Die nigerianische Terrormiliz Boko Haram hat nach Angaben der Menschenrechtsorganisation Human Rights Watch neben den sogenannten Chibok-Mädchen noch Hunderte weitere Schüler entführt. Sie seien bereits zwischen Ende 2014 und Anfang 2015 aus ihrem Heimatort Damasak verschleppt worden und bis heute großteils nicht wieder aufgetaucht, sagte HRW-Expertin Mausi Segun. Sie kritisierte die Regierung, die den Fall ignoriert habe.

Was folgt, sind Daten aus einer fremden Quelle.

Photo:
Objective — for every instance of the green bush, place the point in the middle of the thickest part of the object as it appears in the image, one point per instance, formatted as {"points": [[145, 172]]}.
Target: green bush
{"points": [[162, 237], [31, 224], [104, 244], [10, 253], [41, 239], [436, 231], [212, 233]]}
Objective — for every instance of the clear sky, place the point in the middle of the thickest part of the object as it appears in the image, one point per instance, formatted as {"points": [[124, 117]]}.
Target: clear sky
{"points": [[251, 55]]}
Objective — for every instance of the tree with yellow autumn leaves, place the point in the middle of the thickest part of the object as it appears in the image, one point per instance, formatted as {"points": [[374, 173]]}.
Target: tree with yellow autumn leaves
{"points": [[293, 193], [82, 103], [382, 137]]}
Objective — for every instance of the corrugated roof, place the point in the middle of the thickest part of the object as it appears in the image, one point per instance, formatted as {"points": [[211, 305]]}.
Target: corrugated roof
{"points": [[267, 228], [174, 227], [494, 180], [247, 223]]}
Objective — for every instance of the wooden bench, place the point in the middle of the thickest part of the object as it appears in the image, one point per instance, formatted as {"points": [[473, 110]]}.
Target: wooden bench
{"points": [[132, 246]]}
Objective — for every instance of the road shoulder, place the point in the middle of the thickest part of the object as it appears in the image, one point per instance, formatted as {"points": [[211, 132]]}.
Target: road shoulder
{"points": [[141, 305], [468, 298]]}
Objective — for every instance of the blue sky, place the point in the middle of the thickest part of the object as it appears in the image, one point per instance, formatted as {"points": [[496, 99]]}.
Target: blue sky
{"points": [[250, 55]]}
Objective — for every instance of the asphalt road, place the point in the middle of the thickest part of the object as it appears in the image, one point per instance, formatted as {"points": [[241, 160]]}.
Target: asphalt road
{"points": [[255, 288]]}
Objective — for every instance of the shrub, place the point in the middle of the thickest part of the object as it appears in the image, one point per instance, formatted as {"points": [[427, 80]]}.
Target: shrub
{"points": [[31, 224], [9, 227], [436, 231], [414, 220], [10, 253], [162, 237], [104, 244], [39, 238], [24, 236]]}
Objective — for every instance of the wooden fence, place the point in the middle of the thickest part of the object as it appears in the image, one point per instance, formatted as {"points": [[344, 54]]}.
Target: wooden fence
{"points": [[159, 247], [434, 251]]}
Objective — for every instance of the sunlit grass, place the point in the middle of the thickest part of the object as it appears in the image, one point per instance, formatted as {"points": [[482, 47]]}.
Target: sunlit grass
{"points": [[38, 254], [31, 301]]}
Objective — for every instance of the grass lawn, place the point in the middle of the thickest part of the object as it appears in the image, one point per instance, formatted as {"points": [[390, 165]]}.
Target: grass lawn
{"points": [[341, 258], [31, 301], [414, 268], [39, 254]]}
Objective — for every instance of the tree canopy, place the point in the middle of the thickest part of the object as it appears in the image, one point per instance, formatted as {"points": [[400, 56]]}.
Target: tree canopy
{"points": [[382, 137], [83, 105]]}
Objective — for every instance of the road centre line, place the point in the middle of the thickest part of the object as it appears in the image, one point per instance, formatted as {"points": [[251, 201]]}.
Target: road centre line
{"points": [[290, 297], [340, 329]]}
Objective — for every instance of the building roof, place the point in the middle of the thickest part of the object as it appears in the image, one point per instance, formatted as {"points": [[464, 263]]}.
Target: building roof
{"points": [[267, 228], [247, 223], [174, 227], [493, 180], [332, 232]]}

Segun sagte, Stammesführer aus der Region um Damasak im Nordosten Nigerias hätten nach eigenen Angaben der Regierung im April 2015 eine Liste mit 501 vermissten Kindern vorgelegt, aber nie eine Reaktion erhalten. Zu diesem Zeitpunkt war Damasak kurzzeitig nicht in der Hand der Boko Haram. Später fiel es wieder an die Extremisten, die weite Teile des Nordostens unter ihrer Kontrolle hatten.

Sollte sich der Fall bestätigen, wäre es die bisher größte bekannte Massenentführung durch die Boko Haram. Im April 2014 hatten die Extremisten aus dem Ort Chibok 276 Schulmädchen entführt. Der Fall hatte auch international die Aufmerksamkeit auf den radikalislamischen Aufstand der Boko Haram gelenkt. Mehr als 200 der Mädchen sind noch in der Gewalt der Gruppe.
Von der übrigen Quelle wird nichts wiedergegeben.